Si sur le front politique, la dynamique vers l’autoritarisme de Kais Saied semble de mise entraînant interrogations et défiance à l’endroit de la Tunisie, sur le plan économique, une embellie est à même d’en améliorer l’image. Et c’est sur le front de la dette si l’on en croit le dernier rapport de la Banque mondiale.
Selon l’institution de Bretton Woods, la Tunisie a achevé le remboursement intégral de sa dette extérieure pour l’année 2025, soit 125 % des échéances prévues, avant la fin du mois de septembre. Le montant total versé dépasse les prévisions de la loi de finances, qui tablait sur 8,469 milliards de dinars (environ 2,5 milliards d’euros).
La performance est d’autant plus notable qu’elle est inédite depuis plus d’une décennie et a été réalisée sans recours supplémentaire à l’endettement extérieur, tout en préservant un niveau jugé confortable de réserves de change.

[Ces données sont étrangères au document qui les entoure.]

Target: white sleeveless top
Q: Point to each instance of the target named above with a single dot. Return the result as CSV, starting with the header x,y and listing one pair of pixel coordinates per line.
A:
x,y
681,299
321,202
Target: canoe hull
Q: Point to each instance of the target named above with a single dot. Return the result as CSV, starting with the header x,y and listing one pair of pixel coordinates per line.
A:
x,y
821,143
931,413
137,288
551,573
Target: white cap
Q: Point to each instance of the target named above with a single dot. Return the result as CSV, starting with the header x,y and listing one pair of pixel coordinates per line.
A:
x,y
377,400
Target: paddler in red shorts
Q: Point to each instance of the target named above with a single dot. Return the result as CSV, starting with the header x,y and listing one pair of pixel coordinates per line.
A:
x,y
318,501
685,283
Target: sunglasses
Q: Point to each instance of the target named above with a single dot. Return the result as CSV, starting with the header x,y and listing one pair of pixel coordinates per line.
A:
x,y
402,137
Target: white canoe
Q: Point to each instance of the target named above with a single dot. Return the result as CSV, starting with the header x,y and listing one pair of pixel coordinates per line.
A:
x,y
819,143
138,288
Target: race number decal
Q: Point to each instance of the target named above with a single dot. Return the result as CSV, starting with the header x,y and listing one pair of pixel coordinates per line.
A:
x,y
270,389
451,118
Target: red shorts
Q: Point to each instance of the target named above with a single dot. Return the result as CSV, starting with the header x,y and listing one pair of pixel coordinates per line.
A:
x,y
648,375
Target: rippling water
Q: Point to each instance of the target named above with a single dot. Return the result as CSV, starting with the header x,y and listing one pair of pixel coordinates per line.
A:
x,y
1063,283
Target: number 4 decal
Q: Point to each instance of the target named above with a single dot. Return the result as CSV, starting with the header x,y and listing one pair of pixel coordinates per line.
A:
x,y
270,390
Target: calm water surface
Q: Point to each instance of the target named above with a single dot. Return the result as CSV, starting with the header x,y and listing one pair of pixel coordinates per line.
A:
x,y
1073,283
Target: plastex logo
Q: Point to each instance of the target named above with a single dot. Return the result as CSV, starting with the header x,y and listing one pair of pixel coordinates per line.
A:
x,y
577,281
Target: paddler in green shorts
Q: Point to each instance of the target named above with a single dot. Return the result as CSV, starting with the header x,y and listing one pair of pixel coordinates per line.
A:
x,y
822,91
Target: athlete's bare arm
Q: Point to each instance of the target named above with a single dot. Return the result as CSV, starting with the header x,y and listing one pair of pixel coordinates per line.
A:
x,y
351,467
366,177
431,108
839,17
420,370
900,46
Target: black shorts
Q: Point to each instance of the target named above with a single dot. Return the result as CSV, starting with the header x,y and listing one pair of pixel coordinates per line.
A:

Un signal de la volonté de souveraineté financière
Selon les données officielles, cette opération s’inscrit dans la stratégie nationale de recentrage sur les ressources internes et de réduction de la dépendance vis-à-vis des bailleurs internationaux. Les autorités tunisiennes privilégient désormais l’autofinancement et la mobilisation des recettes fiscales, avec pour objectif d’accroître la souveraineté financière du pays.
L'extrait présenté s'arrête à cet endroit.